Summer heat is here and the kids are always clamoring for ice pops. I don’t know why kids clamor, but they do, and the other thing they do is raise a ruckus. When your little darlings have their mouths full of these ice cream and chocolate pudding treats from www.allrecipes.com, the clamoring and the raising of ruckuses will cease, at least for a few precious minutes. Then the cleaning of sticky fingers, faces and furniture can begin.

First, scoop out 1 1/2 cups of vanilla ice cream and leave it to soften slightly on the counter.

Then, crush two whole graham crackers. Put them in a plastic baggie and smash them aggressively to work out your frustrations. Or just give the baggie to the nearest toddler and the crackers will be the consistency of space dust in about three seconds. They’ll also be all over your living room, but compromises must be made.

Next, beat together 2 cups cold milk and a 3.9-ounce package of instant chocolate pudding. Remove 1 1/2 cups of pudding for the ice pops and leave the rest for your toddler to smear on the wall, or to eat furtively by yourself after you’ve finally gotten the kids to bed.
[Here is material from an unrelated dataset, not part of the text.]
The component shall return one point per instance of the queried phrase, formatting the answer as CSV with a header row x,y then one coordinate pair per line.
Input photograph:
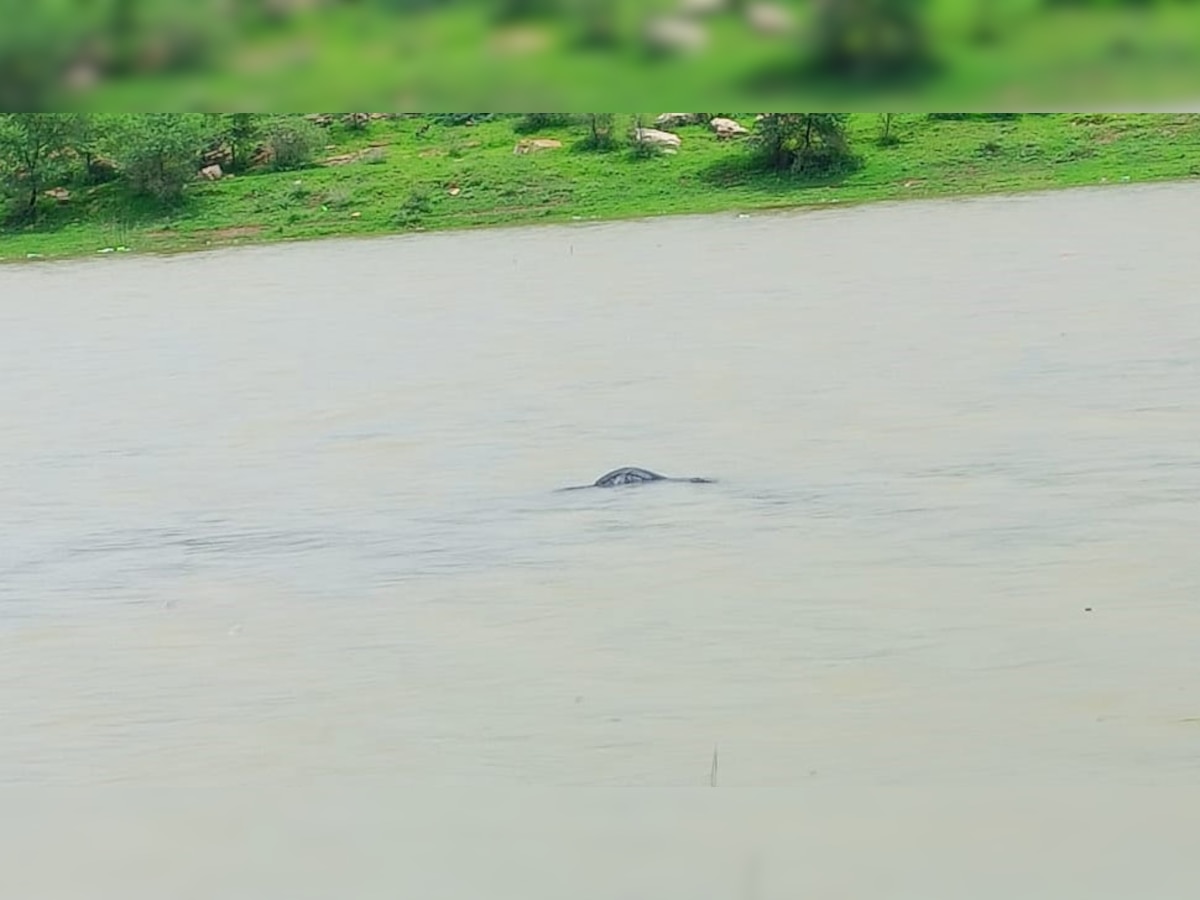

To make the ice pops, sprinkle graham cracker crumbs into the bottom of each ice pop mold, followed by 1/4 cup of the softened vanilla ice cream, then another layer of crumbs, then 1/4 cup chocolate pudding. Top with another sprinkling of crumbs. Freeze for about three hours, which will seem like an eternity because your kids will ask you every couple of minutes whether the ice pops are ready yet. When they’re fully frozen — oh, the sweet relief! — loosen them from the molds by holding under warm water for a few seconds.